Dr Meier said: “Our research shows that hybridisation can fuel the evolution of new species which is a very novel finding. Hybridisation has traditionally been viewed as something bad because if species hybridise they can, over time, merge into a single species and you lose biodiversity or lose the local species. The melting pot of Lake Mweru gave us a rare opportunity to study interactions between evolving new species and showed that in a new environment with lots of ecological opportunity hybridisation can be a good thing that actually increases biodiversity.”

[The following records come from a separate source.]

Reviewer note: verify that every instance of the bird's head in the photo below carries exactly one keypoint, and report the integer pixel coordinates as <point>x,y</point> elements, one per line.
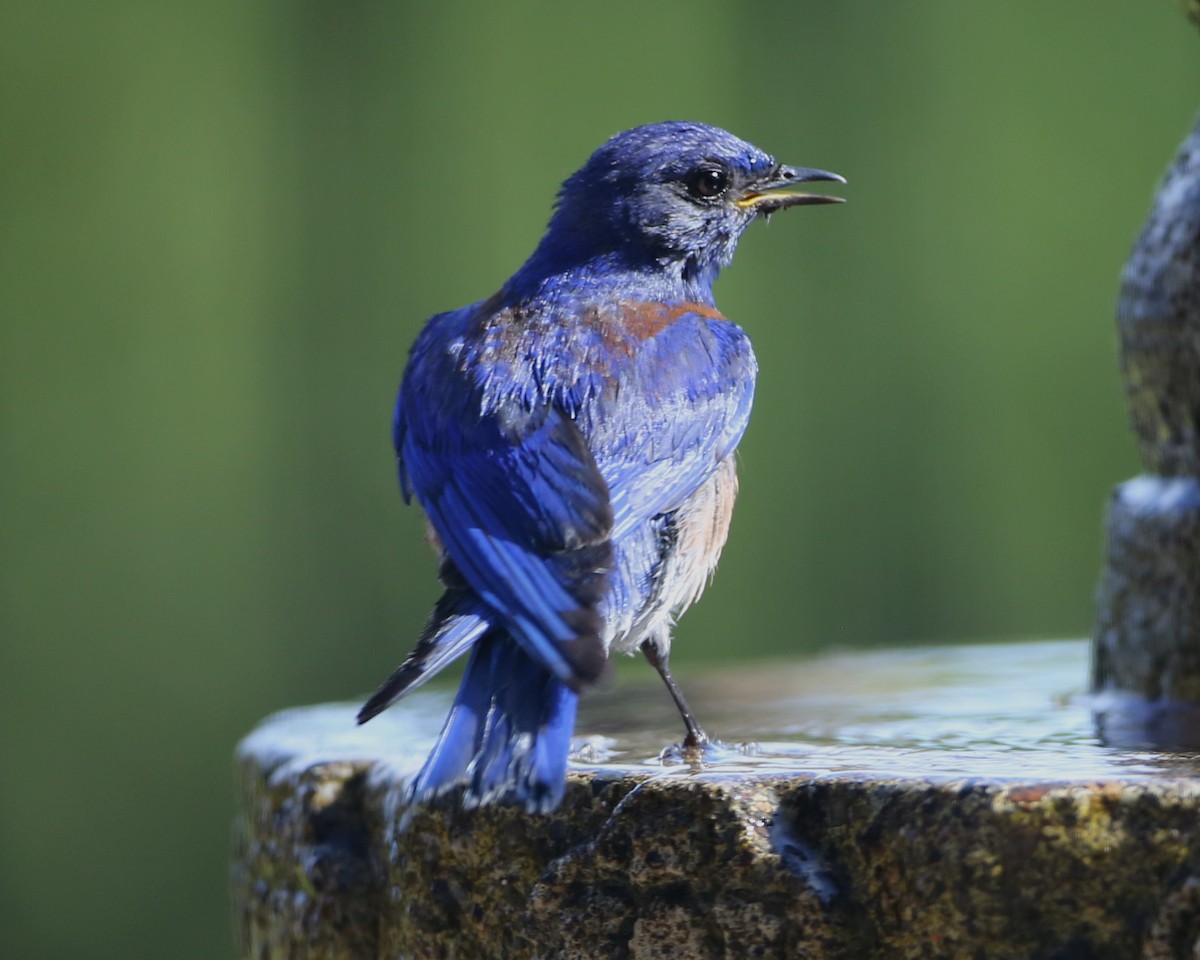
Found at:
<point>673,195</point>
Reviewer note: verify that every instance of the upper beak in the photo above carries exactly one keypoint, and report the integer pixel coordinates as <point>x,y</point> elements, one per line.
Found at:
<point>765,197</point>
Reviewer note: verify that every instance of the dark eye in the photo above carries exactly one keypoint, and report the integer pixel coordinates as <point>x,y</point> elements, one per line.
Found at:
<point>707,183</point>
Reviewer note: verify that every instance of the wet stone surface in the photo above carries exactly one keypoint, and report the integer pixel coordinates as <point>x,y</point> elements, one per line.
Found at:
<point>946,802</point>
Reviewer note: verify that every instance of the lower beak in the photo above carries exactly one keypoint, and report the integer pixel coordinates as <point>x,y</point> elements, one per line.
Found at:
<point>767,198</point>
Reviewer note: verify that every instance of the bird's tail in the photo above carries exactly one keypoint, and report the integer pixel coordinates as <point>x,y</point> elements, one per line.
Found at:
<point>508,733</point>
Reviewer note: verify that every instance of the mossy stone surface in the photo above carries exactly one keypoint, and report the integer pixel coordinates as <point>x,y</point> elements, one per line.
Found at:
<point>712,863</point>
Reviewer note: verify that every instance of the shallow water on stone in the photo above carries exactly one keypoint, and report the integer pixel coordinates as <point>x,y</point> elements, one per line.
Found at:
<point>1001,711</point>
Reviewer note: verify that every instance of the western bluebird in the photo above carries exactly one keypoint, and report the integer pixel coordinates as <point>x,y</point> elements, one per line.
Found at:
<point>571,442</point>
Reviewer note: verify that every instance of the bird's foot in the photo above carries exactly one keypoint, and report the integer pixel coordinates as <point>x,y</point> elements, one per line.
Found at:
<point>695,750</point>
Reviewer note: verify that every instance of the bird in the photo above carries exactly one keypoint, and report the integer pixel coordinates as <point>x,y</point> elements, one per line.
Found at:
<point>571,442</point>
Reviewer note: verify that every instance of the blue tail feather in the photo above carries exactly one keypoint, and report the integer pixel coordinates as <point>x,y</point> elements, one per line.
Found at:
<point>508,735</point>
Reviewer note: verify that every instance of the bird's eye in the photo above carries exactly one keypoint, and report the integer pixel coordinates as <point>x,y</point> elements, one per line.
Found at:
<point>706,184</point>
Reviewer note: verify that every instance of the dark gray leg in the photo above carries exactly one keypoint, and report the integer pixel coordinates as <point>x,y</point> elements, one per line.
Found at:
<point>696,738</point>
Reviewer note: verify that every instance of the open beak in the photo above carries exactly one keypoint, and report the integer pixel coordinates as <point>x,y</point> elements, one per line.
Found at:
<point>766,197</point>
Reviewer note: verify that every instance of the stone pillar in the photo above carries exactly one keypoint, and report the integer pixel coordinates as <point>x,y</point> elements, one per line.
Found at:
<point>1146,664</point>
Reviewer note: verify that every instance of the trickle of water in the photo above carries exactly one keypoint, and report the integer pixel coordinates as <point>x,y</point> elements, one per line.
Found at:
<point>997,711</point>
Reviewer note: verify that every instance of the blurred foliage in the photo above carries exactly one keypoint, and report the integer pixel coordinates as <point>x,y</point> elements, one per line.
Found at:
<point>221,226</point>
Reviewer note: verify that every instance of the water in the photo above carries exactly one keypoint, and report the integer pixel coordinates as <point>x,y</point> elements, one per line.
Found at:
<point>1003,711</point>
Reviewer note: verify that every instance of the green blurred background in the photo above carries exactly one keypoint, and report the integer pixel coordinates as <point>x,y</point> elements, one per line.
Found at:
<point>222,223</point>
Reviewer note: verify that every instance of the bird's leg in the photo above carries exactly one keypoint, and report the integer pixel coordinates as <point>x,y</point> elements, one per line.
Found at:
<point>696,738</point>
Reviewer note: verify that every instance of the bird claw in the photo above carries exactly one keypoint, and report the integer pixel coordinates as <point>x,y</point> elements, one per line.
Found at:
<point>693,750</point>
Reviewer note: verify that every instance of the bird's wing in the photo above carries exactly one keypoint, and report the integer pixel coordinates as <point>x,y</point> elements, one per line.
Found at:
<point>528,481</point>
<point>520,507</point>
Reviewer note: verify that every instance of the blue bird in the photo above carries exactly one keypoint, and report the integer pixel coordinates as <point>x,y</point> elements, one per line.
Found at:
<point>571,443</point>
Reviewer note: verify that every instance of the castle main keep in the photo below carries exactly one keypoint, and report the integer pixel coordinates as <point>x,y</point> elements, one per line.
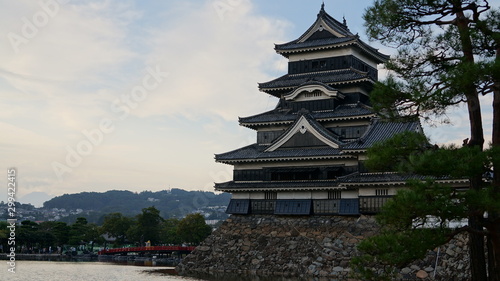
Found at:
<point>309,153</point>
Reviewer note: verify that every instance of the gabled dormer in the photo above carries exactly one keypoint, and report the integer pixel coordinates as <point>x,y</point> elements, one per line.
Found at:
<point>313,90</point>
<point>305,132</point>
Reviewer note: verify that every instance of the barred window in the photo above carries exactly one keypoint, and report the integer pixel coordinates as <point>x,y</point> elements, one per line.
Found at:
<point>334,194</point>
<point>382,192</point>
<point>269,195</point>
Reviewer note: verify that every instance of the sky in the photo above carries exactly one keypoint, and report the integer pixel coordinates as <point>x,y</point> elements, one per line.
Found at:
<point>140,94</point>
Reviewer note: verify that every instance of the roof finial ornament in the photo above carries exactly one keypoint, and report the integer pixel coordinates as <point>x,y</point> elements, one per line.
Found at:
<point>322,10</point>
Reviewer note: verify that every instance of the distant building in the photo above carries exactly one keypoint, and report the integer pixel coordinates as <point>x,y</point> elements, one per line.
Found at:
<point>308,158</point>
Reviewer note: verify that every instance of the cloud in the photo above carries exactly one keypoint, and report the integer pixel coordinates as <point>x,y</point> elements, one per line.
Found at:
<point>214,62</point>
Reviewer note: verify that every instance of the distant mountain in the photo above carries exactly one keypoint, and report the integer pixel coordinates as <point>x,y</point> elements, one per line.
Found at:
<point>174,202</point>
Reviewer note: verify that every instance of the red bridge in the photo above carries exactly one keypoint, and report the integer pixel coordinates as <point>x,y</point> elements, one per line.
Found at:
<point>150,249</point>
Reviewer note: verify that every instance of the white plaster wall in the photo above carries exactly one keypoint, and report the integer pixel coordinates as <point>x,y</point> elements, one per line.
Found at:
<point>295,195</point>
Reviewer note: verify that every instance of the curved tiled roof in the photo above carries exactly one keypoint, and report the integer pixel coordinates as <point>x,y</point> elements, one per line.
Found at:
<point>256,152</point>
<point>376,132</point>
<point>276,184</point>
<point>293,45</point>
<point>330,77</point>
<point>306,44</point>
<point>288,116</point>
<point>380,131</point>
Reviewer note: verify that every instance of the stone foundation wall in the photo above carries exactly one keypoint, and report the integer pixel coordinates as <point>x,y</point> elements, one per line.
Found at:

St John’s College, University of Cambridge, “Female fish can breed a new species if they aren’t choosy about who is Mr. Right” at ScienceDaily
A “very novel” finding? It rather sounds as if “species,” as in On the Origin of Species, doesn’t matter very much at all.
Paper. (open access)
A friend took a quick look at it: “What jumps out is that they’re saying ‘species’ arise through, basically, hybridization of similar species. Seems to me we’re right back to a problem Origin of Species has: it never really defines what a species is. And, here, we’re not talking about a new “species” through gradual change, but through a sudden change brought about through hybridization. Sure seems like hybridization explains a lot. Just think of the latest from the Galapagos Islands and Darwin’s Finches. There, too, they have found, IIRC, that changes in beak size are brought about through hybridization.
“Cichlid fish are touted as evolving so fast. Well, hybridization may be the explanation for this putative fast evolution.”
But the cichlids were absolutely poster fish for natural selection acting on random mutation (Darwinism) to produce new species. If even cichlids can’t do Darwinism reliably, how important a vector in evolution can it be?